Bacterial PAD have also been identified, produced by P. gingivalis although unlike the human isoforms these can modify both free and peptidyl-arginine and are not calcium dependent. As yet, chemokine modification by these enzymes is unconfirmed.47

As well as modifying GAG binding, citrullination may also have a role in preventing enzymatic cleavage. Citrullination of CXCL8 prevents cleavage by gingipains to more active forms of the chemokine, so potentially dampening inflammation.47

Implication for biomarkers and detection

There are an increasing number of studies of stress-induced proteomic changes following organ transplantation. Chemokines, due to their role in inflammation, are logical candidates and are often studied.62 However, measurement of chemokine levels alone, as candidate biomarkers of rejection, is not providing the whole picture.27,63 As discussed in this review, it is becoming clear that measurement of the function of post-translationally modified proteins may be more important than absolute protein levels; this is particularly relevant for proteins in stressful situations due to the increased potential for modification.
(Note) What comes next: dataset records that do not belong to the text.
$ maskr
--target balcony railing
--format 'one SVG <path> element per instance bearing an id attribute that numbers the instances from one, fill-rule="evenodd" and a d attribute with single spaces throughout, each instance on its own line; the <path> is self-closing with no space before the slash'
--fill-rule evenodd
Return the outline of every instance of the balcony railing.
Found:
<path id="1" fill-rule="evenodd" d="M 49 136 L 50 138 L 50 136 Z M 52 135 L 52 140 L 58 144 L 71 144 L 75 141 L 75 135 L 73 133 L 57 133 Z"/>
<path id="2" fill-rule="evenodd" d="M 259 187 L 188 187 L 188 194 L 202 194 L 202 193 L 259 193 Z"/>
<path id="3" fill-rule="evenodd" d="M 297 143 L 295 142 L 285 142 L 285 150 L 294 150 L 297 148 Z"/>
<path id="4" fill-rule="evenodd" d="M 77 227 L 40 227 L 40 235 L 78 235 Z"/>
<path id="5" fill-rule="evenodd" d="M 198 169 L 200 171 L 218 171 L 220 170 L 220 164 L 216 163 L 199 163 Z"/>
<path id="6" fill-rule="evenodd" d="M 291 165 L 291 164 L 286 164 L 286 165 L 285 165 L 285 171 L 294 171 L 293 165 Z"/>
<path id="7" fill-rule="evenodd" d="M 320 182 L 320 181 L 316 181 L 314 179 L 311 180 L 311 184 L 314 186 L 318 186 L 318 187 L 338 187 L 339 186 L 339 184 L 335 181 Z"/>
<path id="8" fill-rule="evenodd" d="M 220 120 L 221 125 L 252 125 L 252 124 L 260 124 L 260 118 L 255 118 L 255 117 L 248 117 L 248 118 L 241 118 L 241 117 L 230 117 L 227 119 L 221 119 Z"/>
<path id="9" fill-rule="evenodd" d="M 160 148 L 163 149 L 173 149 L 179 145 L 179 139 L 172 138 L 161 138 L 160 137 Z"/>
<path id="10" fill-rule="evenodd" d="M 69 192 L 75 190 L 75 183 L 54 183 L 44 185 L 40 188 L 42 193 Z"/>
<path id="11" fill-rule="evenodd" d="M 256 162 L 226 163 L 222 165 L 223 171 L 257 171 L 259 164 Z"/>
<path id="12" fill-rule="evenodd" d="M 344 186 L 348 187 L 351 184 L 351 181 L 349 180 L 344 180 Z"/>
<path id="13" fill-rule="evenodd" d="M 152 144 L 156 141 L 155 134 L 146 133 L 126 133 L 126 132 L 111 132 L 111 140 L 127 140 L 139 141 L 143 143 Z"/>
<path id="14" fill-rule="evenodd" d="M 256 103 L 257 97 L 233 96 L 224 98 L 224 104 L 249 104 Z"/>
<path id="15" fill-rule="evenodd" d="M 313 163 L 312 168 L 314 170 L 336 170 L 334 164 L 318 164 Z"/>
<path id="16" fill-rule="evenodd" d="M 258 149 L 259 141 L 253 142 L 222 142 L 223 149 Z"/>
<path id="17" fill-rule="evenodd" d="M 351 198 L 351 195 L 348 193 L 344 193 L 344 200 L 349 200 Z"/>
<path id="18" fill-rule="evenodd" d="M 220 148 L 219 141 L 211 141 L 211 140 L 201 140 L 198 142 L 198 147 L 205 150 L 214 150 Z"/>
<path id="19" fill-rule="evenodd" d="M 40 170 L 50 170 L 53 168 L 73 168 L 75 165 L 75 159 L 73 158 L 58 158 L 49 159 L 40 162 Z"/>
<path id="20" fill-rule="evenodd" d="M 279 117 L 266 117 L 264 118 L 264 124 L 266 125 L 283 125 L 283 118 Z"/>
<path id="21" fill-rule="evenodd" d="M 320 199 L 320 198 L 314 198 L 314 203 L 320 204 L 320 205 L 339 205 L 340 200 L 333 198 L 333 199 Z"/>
Post-translational modifications alter the function of chemokines, both enhancing and abrogating their potency on a case-by-case basis. Furthermore, in some instances, such as CCL2, nitration can prevent detection by antibodies, potentially limiting the biological relevance of some immunochemical and proteomic biomarkers. Not all modifications affect function and not all alter our ability to detect protein presence, but it is this heterogeneity that makes understanding chemokines in the inflammatory environment so important. In the future, more emphasis should perhaps be placed on measurements of chemokine function, rather than mere presence. Furthermore, new strategies to measure levels of modified chemokines, using antibodies specific to modified forms of chemokine, or mass spectrometry, should be further developed for more widespread use.

Conclusions

Current knowledge of the post-translational modification of chemokines is, on the whole, anecdotal. To further our understanding a systematic approach needs to be adopted to determine which chemokines can be modified and by what mechanisms. Binding to conventional receptors, immunoregulatory atypical receptors and GAGs must be assessed on a case-by-case basis to ascertain true biological potency. Determining both the functional and antigenic effects of these modifications is crucial to establish chemokine levels in vivo and the function of these proteins. It is in stressful and inflammatory situations that this is most crucial due to both increased chemokine levels and increased opportunities for modification.

Acknowledgments

This work was supported by the MRC and the NIHR Biomedical Research Centre for Ageing and Age-related Disease. Murine kidney tissue was kindly provided by Prof. Neil Sheerin and Christopher Fox.

Glossary

GAG

glycosaminoglycan

MMP

matrix metalloproteinase

NOS

nitric oxide synthase

PAD

peptidylarginine deiminase

PPAD

peptidylarginine deiminase from Porphyromonas gingivalis

RNS

reactive nitrogen species

ROS

reactive oxygen species

SpyCEP

Streptococcus pyogenes cell envelope protease

Disclosures

The authors of this manuscript have no conflicts of interest to disclose.